The president agreed on Thursday to sign a spending bill that does not include finance for the wall. The bill ended two months of deadlock which led to a 35-day government shutdown – the longest in U.S. history.

The spending bill must be signed on Friday to avert another shutdown. Citing unnamed White House officials, U.S. media outlets reported that the president would sign the emergencies act at the same time.

The National Emergencies Act contains a clause that allows Congress to terminate the emergency status if both houses vote for it – and the president does not veto.

With a comfortable majority in the House, Democrats could pass such a resolution to the Senate. The Republicans control the Senate, but a number of Republican senators have been vocal in their unease about the president invoking a national emergency.

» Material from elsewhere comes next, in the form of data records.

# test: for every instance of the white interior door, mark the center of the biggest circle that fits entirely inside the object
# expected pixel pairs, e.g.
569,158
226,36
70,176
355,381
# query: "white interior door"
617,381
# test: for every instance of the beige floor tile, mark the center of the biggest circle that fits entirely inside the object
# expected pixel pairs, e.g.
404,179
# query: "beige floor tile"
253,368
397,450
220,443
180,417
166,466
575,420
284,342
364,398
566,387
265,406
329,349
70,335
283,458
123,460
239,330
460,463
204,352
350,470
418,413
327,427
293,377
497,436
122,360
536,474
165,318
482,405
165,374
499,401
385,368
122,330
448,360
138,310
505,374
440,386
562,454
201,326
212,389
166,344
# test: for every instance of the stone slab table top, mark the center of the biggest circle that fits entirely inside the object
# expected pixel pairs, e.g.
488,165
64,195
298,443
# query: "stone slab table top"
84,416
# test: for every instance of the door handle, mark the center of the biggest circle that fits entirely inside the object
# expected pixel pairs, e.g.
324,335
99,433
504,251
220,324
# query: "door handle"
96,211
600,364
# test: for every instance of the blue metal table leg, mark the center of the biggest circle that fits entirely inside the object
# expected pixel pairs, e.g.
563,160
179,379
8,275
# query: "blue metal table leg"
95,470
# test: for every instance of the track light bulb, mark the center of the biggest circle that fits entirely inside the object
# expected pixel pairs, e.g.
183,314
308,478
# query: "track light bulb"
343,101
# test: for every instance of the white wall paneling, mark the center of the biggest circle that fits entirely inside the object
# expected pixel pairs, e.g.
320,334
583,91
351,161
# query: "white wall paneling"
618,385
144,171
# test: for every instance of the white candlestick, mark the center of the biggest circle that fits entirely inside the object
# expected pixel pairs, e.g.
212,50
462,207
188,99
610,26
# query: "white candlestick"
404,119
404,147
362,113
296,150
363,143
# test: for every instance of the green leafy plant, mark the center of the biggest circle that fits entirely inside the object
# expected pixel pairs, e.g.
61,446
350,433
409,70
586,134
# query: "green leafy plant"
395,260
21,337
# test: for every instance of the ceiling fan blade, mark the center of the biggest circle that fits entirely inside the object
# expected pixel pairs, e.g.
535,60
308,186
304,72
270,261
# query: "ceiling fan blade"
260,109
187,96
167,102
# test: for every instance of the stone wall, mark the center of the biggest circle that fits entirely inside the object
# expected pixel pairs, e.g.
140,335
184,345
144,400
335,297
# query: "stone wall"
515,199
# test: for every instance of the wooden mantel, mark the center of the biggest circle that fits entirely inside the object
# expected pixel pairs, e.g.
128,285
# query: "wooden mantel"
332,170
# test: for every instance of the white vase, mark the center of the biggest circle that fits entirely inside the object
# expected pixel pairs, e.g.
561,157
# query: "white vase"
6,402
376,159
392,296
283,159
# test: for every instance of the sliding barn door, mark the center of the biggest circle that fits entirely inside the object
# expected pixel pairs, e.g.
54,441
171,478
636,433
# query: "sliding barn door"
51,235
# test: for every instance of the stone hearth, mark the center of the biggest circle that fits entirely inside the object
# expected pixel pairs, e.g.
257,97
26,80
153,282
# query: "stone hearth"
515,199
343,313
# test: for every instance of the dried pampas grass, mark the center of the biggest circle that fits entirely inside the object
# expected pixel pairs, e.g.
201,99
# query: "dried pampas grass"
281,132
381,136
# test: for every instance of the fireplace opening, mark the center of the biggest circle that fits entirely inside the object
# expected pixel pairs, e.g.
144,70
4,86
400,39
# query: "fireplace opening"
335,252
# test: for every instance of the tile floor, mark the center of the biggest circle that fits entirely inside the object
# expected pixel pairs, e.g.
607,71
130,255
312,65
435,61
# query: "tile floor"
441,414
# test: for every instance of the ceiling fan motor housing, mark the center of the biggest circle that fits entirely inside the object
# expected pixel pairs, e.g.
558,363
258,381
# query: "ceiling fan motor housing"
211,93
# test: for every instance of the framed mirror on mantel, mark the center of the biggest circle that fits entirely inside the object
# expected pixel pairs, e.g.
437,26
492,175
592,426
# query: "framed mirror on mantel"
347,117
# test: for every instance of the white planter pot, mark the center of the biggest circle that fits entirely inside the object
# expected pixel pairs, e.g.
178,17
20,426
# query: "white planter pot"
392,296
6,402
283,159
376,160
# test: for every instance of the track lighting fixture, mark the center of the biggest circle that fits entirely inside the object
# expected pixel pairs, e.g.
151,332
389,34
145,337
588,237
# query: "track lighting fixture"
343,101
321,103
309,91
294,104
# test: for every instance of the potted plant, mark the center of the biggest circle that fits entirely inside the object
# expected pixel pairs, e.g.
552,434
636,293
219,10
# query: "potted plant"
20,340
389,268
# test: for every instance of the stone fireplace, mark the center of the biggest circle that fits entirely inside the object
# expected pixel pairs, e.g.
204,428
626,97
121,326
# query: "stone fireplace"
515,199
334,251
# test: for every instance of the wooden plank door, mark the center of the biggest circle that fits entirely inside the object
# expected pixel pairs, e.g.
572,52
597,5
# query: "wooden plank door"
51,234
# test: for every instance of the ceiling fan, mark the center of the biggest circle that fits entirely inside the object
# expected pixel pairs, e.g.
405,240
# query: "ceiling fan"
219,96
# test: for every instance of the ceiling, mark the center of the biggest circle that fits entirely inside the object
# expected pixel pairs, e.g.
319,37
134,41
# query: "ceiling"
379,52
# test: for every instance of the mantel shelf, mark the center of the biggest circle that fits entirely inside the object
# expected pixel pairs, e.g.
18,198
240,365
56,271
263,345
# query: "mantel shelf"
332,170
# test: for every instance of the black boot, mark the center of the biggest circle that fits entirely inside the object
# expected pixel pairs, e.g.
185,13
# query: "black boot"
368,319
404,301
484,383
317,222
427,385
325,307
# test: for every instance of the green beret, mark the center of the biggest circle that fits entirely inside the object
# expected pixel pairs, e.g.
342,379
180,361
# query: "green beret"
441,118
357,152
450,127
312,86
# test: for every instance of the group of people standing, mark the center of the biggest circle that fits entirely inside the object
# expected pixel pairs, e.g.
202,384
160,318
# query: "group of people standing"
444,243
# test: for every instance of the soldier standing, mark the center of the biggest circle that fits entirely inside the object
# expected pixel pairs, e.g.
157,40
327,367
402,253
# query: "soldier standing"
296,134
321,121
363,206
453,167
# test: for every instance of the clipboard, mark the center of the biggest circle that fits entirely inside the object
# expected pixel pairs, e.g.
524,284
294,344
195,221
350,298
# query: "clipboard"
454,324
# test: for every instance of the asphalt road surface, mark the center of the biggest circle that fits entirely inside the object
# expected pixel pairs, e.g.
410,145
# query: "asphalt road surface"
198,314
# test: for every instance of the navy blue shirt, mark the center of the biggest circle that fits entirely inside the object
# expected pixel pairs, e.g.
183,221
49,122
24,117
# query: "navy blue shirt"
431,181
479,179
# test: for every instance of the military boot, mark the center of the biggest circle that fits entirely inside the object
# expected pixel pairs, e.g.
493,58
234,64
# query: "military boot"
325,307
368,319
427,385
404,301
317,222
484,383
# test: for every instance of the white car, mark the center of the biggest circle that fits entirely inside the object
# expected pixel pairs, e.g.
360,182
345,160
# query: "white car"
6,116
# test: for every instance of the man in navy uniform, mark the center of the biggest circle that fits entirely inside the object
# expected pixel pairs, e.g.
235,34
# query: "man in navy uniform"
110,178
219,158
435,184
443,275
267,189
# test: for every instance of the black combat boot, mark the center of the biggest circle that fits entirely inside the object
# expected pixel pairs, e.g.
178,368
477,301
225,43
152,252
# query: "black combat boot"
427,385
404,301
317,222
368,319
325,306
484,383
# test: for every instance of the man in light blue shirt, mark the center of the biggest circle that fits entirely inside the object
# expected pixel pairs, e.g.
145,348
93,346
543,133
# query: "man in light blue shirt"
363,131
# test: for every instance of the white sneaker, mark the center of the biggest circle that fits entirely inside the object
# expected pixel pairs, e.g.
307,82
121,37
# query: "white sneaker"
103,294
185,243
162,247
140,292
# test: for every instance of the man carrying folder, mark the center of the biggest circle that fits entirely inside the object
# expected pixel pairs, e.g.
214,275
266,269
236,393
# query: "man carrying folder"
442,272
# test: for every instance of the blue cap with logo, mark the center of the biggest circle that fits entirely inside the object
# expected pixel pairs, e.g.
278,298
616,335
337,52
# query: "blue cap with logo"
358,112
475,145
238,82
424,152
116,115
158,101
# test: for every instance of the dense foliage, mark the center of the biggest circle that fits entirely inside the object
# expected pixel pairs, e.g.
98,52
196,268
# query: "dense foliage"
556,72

The dissenting Republicans include 2012 presidential contender and new senator for Utah Mitt Romney, Florida senator Marco Rubio, and the senator from Maine Lisa Murkowski, who said the move was "of dubious constitutionality."

The resolution would however still require Mr. Trump's signature to pass, allowing him to veto it. A supermajority in both houses of Congress is needed to overturn a presidential veto.

"The president is once again delivering on his promise to build the wall, protect the border, and secure our great country," White House Press Secretary Sarah Sanders said in a statement on Thursday.

She said Mr. Trump would "take other executive action – including a national emergency – to ensure we stop the national security and humanitarian crisis at the border."

The compromise legislation was approved in an 83-16 vote in the Senate on Thursday. The House of Representatives later also backed the measure, by 300 to 128.

The package includes $1.3bn (GBP1bn) in funding for border security, including physical barriers, but it does not allot money towards Mr. Trump's wall. Mr. Trump had wanted $5.7bn for this.

Declaring a national emergency would give the president access to special powers that effectively allow him to bypass the usual political process, and he would be able to divert money from existing military or disaster relief budgets to pay for the wall.